Saturday, June 15, 2019

The sacred path of naturalism


Just the word “eugenics” scares people today. The Oxford dictionary defines it as “the science of improving a human population by controlled breeding to increase the occurrence of desirable heritable characteristics, developed largely by Francis Galton as a method of improving the human race---it fell into disfavor only after the perversion of its doctrines by the Nazis.” Eugenics was suggested by Plato, Campenella, Galton, and Cattell, among others.

The idea to begin with was to attain obvious good genetic mutations, and as few as possible obvious bad mutations. Technology is now able to direct us more precisely away from negative traits and proceed toward choosing the most obvious positive traits.
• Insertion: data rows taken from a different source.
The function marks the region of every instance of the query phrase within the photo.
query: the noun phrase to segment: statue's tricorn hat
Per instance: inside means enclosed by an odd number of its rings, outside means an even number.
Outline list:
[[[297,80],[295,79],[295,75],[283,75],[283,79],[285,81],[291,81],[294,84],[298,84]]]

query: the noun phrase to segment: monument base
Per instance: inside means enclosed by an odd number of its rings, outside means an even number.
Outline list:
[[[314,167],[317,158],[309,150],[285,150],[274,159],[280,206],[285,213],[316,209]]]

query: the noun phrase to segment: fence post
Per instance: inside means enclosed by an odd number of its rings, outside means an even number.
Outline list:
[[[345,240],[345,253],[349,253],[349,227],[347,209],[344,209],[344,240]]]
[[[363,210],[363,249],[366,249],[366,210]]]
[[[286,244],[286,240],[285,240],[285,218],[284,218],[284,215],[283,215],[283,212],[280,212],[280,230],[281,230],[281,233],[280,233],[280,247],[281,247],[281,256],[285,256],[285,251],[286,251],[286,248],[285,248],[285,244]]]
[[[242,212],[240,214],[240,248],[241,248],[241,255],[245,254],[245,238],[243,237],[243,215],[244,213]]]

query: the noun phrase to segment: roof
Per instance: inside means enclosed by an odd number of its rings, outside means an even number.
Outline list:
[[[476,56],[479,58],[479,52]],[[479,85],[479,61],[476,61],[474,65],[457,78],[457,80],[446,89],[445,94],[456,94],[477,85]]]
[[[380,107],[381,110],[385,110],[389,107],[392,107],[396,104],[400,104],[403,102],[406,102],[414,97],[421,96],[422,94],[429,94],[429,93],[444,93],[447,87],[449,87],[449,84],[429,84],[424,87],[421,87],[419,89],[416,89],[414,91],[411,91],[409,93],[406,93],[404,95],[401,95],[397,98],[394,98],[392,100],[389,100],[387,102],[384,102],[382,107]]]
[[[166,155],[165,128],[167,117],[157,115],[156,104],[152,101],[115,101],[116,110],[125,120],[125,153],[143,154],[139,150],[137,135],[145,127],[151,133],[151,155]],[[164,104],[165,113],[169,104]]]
It can be organized by sociobiologists, geneticists, bio-engineers, theological materialists, etc. to aid and guide people in ongoing research centers, open to everyone, every ethnic group, every state. Raymond Cattell did much forward thinking on this subject.

Evolution moves inevitably in a pattern, even though it has its random elements, and the pattern has a discernible direction, in spite of instances of stagnation and retreat, toward higher and higher more effective living forms, all the way to ever-ascending levels of Godhood. Eugenics can help us to get in harmony with this sacred path of naturalism.

I think of eugenics as all voluntary, never imposed by church or state, and as continuously seeking the true, the good, and the beautiful, but defining these things materially and super-materially, and reaching these things through material and supermaterial evolution. Reaching Godhood requires a sacred biology, a sacred eugenics. Most essentially my eugenics is grounded in the religious philosophy of theological materialism.